Les événements de l’année dernière nous ont également amenés à repenser notre compréhension du sujet humain. L’idée que les gens violent les règles de Covid parce qu’ils n’ont pas le «courage» psychologique pour s’y conformer reflète une compréhension plus large de la psyché humaine comme intrinsèquement fragile et sujette aux erreurs. Selon cette approche, nous ne traitons pas bien la complexité, l’ambiguïté ou la probabilité dans le meilleur des cas. Et quand on est sous pression, tout cela est exacerbé: on panique, on réagit de façon excessive et on transforme une crise en tragédie.

Un tel scénario sera toujours agréable pour le gouvernement car, si la psyché publique est si déficiente, le gouvernement devient indispensable comme guide pour nous sauver de nous-mêmes. Cela explique la popularité de l’approche dite du «coup de pouce» dans les cercles officiels: elle part du principe que les citoyens ne connaissent pas leur propre esprit, ils ne peuvent pas être raisonnés et doivent donc être trompés par une manipulation intelligente du alternatives qui leur sont proposées.

Malgré l’appel au gouvernement de telles opinions paternalistes, elles ont un coût considérable. Ils rendent impossible une véritable conversation bidirectionnelle entre le gouvernement et le public et, partant, s’éloignent l’un de l’autre. Pire encore, en considérant le public comme un problème, ils conduisent le gouvernement à ne pas tenir compte du meilleur partenaire dont il dispose pour faire face à la crise. Ils ont également tout à fait tort.

Malgré tous les discours sur la «fatigue comportementale» (et le retard du verrouillage dû, au moins en partie, à la crainte que les gens y feraient face pendant un temps très limité), lorsque des restrictions ont été imposées, il s’est avéré que les gens l’ont fait par et grands y adhèrent malgré des souffrances très considérables. Ce n’est pas ce qu’il y avait chez les gens, mais ce qui s’est passé entre les gens, qui a soutenu cette remarquable résilience. Les gens se sont réunis avec un sens partagé de la communauté; le fait de savoir que d’autres étaient là pour apporter un soutien a permis aux communautés de faire face. Les voisins se sont vérifiés, des groupes d’entraide ont vu le jour et les communautés ont fourni des ressources que l’État ne pouvait pas.

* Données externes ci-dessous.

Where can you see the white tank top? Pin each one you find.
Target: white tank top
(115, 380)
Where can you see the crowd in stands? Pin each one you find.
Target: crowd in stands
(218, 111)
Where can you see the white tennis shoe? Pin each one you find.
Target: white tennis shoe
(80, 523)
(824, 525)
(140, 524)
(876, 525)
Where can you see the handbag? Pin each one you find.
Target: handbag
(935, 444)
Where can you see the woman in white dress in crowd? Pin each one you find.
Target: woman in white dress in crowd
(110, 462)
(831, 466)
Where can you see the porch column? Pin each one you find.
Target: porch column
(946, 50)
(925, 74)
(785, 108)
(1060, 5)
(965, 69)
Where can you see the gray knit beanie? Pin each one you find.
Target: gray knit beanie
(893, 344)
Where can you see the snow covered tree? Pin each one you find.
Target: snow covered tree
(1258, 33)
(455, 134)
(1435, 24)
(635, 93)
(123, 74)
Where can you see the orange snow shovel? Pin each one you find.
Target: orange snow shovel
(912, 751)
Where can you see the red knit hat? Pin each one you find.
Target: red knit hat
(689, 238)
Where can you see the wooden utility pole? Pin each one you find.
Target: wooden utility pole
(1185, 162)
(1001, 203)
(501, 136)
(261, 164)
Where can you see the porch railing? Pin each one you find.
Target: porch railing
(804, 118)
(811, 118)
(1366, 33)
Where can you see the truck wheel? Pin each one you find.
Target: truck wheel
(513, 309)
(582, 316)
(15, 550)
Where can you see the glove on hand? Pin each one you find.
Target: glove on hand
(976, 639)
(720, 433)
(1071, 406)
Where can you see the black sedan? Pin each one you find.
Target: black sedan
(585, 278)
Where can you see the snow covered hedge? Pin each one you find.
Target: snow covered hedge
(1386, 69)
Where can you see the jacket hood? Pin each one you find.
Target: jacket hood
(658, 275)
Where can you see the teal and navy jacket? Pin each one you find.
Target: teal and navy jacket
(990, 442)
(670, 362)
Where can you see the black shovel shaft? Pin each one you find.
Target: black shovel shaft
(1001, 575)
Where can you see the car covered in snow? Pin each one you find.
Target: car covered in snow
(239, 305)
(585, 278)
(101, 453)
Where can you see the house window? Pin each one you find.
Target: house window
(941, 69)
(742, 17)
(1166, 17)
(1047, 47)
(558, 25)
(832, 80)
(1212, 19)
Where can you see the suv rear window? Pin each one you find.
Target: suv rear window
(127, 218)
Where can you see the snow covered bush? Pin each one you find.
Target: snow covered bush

Bref, ce que nous avons vu est une psychologie de la résilience collective supplantant une psychologie de la fragilité individuelle. Un tel changement a des implications profondes sur la relation entre le citoyen et l’État. Car le rôle de l’État devient moins une question de substitution aux déficiences de l’individu et plus à voir avec l’échafaudage et le soutien à l’auto-organisation communautaire. Nous n’avons vu qu’un aperçu des possibilités et il est clair qu’il y aura une forte opposition politique à une telle perspective. Mais au moins, on ne peut plus affirmer que notre nature même psychologique milite contre elle.